La Sezione Lavoro della Suprema Corte di Cassazione, in data 14 luglio 2016, ha emesso una interessante Sentenza con la quale vengono presi in considerazione vari aspetti tra loro correlati: la corresponsione di buoni pasto al Dipendente, l’identificazione della loro natura in rapporto alla retribuzione, lo stato di disabilità del Lavoratore, la difficoltà e l’impossibilità a una concreta ed agevole fruizione del buono negli esercizi commerciali situati nelle vicinanze della sede di lavoro.
Il caso trattato dalla Corte di Cassazione è quello relativo ad un Lavoratore disabile (non vedente) che, a causa della non spendibilità dei buoni pasto materialmente ricevuti, ha chiesto in sede giudiziale l’accertamento dell’inadempimento del proprio Datore di lavoro (nella fattispecie l’Agenzia delle Entrate) e il risarcimento dei danni conseguenti. Più specificatamente, il Lavoratore non ha inteso ottenere una semplice sostituzione dei buoni pasto con una somma in denaro corrispondente al loro valore nominale ma il riconoscimento d’inadempimento da parte del Datore di lavoro e la condanna dello stesso ad un risarcimento per il danno subito in quanto persona disabile.

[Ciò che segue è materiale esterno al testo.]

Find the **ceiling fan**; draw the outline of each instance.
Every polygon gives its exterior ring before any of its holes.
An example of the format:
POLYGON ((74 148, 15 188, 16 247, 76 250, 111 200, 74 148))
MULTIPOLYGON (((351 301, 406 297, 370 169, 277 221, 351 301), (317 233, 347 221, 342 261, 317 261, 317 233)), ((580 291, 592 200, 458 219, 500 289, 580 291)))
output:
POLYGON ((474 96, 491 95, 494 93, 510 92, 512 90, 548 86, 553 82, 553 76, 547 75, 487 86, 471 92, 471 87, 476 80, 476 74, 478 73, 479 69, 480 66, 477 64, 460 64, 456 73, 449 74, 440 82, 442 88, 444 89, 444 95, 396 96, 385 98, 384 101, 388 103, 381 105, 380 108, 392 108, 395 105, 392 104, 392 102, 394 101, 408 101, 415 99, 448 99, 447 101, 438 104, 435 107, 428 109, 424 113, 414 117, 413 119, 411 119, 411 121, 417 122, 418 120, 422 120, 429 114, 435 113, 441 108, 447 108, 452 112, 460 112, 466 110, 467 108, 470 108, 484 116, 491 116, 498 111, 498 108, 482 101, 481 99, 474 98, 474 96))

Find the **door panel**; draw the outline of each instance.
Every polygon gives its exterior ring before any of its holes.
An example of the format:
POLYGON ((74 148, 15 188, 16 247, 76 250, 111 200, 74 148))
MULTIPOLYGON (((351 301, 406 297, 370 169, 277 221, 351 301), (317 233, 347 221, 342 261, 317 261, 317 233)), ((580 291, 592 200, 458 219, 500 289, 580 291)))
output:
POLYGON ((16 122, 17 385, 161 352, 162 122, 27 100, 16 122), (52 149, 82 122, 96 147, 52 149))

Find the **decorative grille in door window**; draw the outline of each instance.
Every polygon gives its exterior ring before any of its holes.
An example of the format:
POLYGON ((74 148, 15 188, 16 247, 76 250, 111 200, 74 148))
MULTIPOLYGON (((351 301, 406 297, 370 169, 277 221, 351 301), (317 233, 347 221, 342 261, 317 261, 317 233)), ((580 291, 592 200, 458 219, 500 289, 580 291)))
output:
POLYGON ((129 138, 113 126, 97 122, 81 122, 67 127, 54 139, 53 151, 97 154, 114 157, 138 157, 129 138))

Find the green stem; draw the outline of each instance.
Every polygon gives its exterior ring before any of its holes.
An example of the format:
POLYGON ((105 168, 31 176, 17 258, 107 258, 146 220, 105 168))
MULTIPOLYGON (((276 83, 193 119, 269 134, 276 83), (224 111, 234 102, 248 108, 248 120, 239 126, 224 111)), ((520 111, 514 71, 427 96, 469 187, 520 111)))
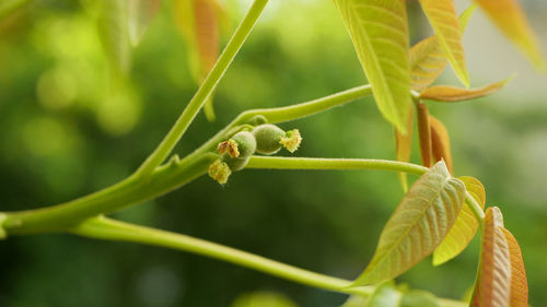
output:
POLYGON ((173 147, 175 147, 176 143, 183 137, 184 132, 191 123, 196 115, 199 113, 199 109, 207 102, 207 98, 214 91, 219 81, 222 79, 228 68, 232 63, 233 59, 237 55, 237 51, 245 43, 247 36, 255 26, 260 13, 268 0, 255 0, 251 5, 247 14, 241 22, 240 26, 235 29, 232 38, 228 43, 226 47, 220 55, 217 63, 213 66, 206 80, 199 86, 198 91, 190 99, 184 111, 181 114, 178 119, 176 120, 173 128, 171 128, 170 132, 162 140, 160 145, 154 150, 154 152, 144 161, 144 163, 137 170, 137 175, 147 176, 153 172, 155 167, 165 161, 168 156, 173 147))
POLYGON ((374 158, 319 158, 252 156, 246 168, 268 169, 380 169, 423 175, 429 168, 421 165, 374 158))
POLYGON ((179 249, 335 292, 366 296, 373 291, 373 287, 370 286, 349 287, 350 281, 311 272, 231 247, 186 235, 118 222, 103 216, 86 220, 70 229, 70 232, 91 238, 133 241, 179 249))
POLYGON ((98 192, 48 208, 5 212, 2 227, 8 235, 62 232, 82 220, 110 213, 176 189, 207 173, 214 154, 172 161, 143 182, 131 176, 98 192))

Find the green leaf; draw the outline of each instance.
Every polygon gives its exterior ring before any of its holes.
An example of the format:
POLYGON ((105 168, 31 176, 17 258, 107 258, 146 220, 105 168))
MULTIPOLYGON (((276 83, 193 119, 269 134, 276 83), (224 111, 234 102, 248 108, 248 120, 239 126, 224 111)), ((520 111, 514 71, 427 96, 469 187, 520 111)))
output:
POLYGON ((384 283, 376 287, 366 307, 399 307, 401 296, 391 283, 384 283))
MULTIPOLYGON (((474 177, 459 177, 465 184, 465 188, 472 197, 485 209, 486 191, 482 184, 474 177)), ((464 205, 456 223, 450 229, 449 234, 441 245, 433 252, 433 265, 440 265, 454 257, 458 256, 469 244, 477 233, 478 222, 468 205, 464 205)))
POLYGON ((410 104, 404 0, 335 0, 382 115, 406 133, 410 104))
POLYGON ((430 255, 456 221, 465 186, 439 162, 418 179, 385 225, 372 261, 353 286, 391 280, 430 255))
POLYGON ((128 28, 131 44, 137 46, 160 9, 162 0, 128 0, 128 28))
POLYGON ((125 0, 101 1, 98 35, 108 60, 117 72, 126 73, 131 63, 131 46, 127 28, 128 3, 125 0))
MULTIPOLYGON (((477 5, 470 5, 459 15, 462 32, 467 27, 477 5)), ((437 36, 428 37, 410 48, 412 88, 421 91, 441 75, 447 60, 437 36)))
POLYGON ((420 0, 421 8, 435 31, 439 45, 465 86, 469 86, 469 75, 465 66, 462 29, 457 20, 454 0, 420 0))
POLYGON ((420 290, 412 290, 405 293, 403 299, 400 300, 399 307, 441 307, 437 302, 437 297, 427 292, 420 290))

Pertanto la Suprema Corte, nel verificare se la difficoltà nella fruizione dei ticket da parte del ricorrente equivalga per il Datore di lavoro ad un suo inadempimento in materia di tutela della salute dei Lavoratori, ha dichiarato che non basta affermare che in qualche esercizio commerciale i buoni pasto sono accettati, quando nei luoghi più accessibili ad un soggetto portatore di handicap questo non succede. Afferma, peraltro, la Suprema Corte che l’attribuzione dei buoni pasto costituisce una agevolazione di carattere assistenziale, finalizzata a conciliare le esigenze del servizio con le esigenze quotidiane del Dipendente, in quanto consente al Lavoratore – dove non è previsto un servizio mensa – la possibilità di fruire del pasto all’esterno con relativo costo a carico dell’Azienda. E tutto questo nell’ottica di garantire il benessere psico-fisico del Dipendente per la prosecuzione dell’attività lavorativa, esigenza che passa attraverso la tutela della salute e l’attenzione verso le situazioni di svantaggio.
In modo efficace la Sentenza, dunque, mette in luce la funzione strumentale del buono pasto proprio ai fini della tutela del diritto alla salute del Dipendente. Il Datore di lavoro non può limitarsi a mettere a disposizione del Dipendente il buono pasto, ma deve fare in modo che lo stesso sia concretamente fruibile, in ragione delle condizioni personali di ciascuno. La semplice attribuzione di un buono pasto (non accettato negli esercizi commerciali facilmente raggiungibili) non basta a sollevare il Datore di lavoro dall’obbligo di predisporre strumenti in favore dei Lavoratori che si trovino in particolari situazioni di svantaggio. Del resto, anche la normativa sovranazionale impone il superamento di ogni discriminazione in ambito lavorativo e dunque la necessità di compensare una maggiore difficoltà nella fruizione di un servizio con gli strumenti idonei a superarla (Direttiva 2000/78/CE, con formulazioni di principio raccolte anche dall’art. 3, comma 3 bis, del D. Legislativo n. 76/2013, convertito in Legge n. 99/2013).
Ne consegue che i Datori di lavoro devono fornire ai Lavoratori disabili, che ne sono beneficiari in base alla contrattazione di settore, dei buoni pasto che risultino materialmente fruibili in relazione alla loro condizione di disabilità, potendo altrimenti essere tenuti, in caso contrario, a risarcire i danni conseguenti.